Le rural s’approche d’un mur de l’investissement alors que son patrimoine vieillit dangereusement : l’étude de l’agence montre que 90% des stations de plus de 40 ans traitent moins de 1.000 habitants. En première réponse l’agence de l’eau augmente de 50%, à hauteur de 100M€, ses dotations annuelles pour ces territoires à partir de 2013, sans pouvoir compenser la diminution des aides des conseils généraux. Le conseil d’analyse stratégique (CAS), dans une note d’avril 2013, pose la question du regroupement des 35.000 services d’eau et d’assainissement, la France atteignant un record de morcellement.

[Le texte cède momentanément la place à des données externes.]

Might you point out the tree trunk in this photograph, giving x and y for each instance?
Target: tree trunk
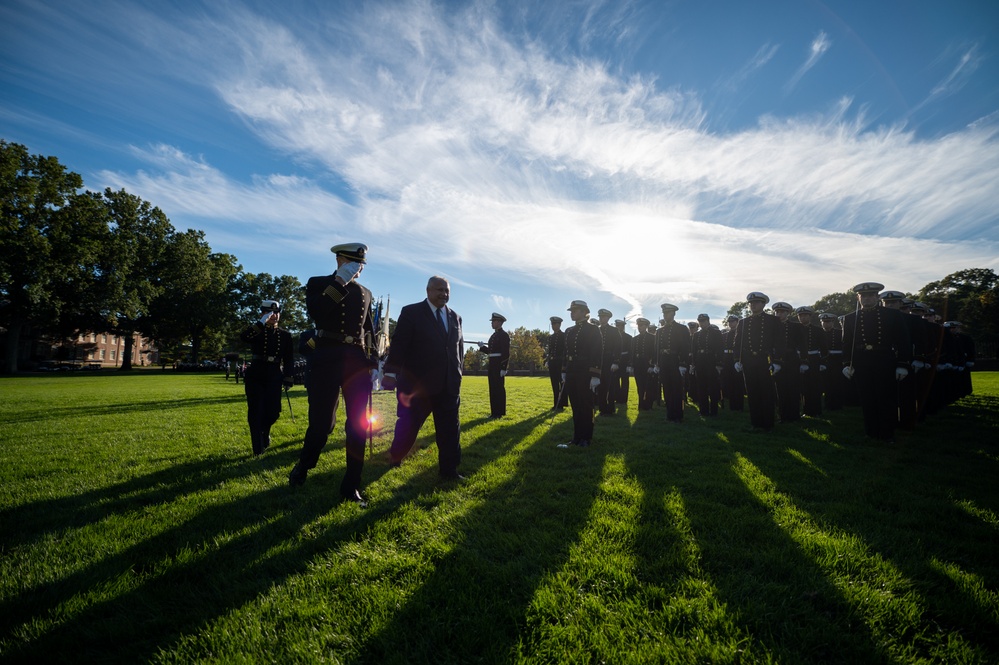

L’agence de l’eau Rhône Méditerranée Corse investit le champ de la gestion durable du patrimoine d’eau et d’assainissement au travers de son programme d’action 2013-2018 “Sauvons l’eau“. Elle finance les inventaires et les diagnostics du patrimoine, les schémas directeurs et les études pour mieux planifier et structurer les services ainsi que l’assistance technique aux services ruraux par l’intermédiaire des services d’assistance technique des Conseils généraux.
L’agence continue à aider la lutte contre les fuites des réseaux d’eau potable. Sur l’assainissement, elle ne finance plus la modernisation des stations d’épuration des grandes agglomérations (plus de 15.000 équiv. habitants). En revanche, elle maintient ses aides pour les stations des plus petites villes et ses primes de performance épuratoire des systèmes d’assainissement.

Référence : Enquête réalisée auprès de 197 services d’assainissement, représentant 5% des services d’assainissement des bassins Rhône-Méditerranée et Corse et 6,9 millions d’habitants, soit 44% de la population raccordée des bassins.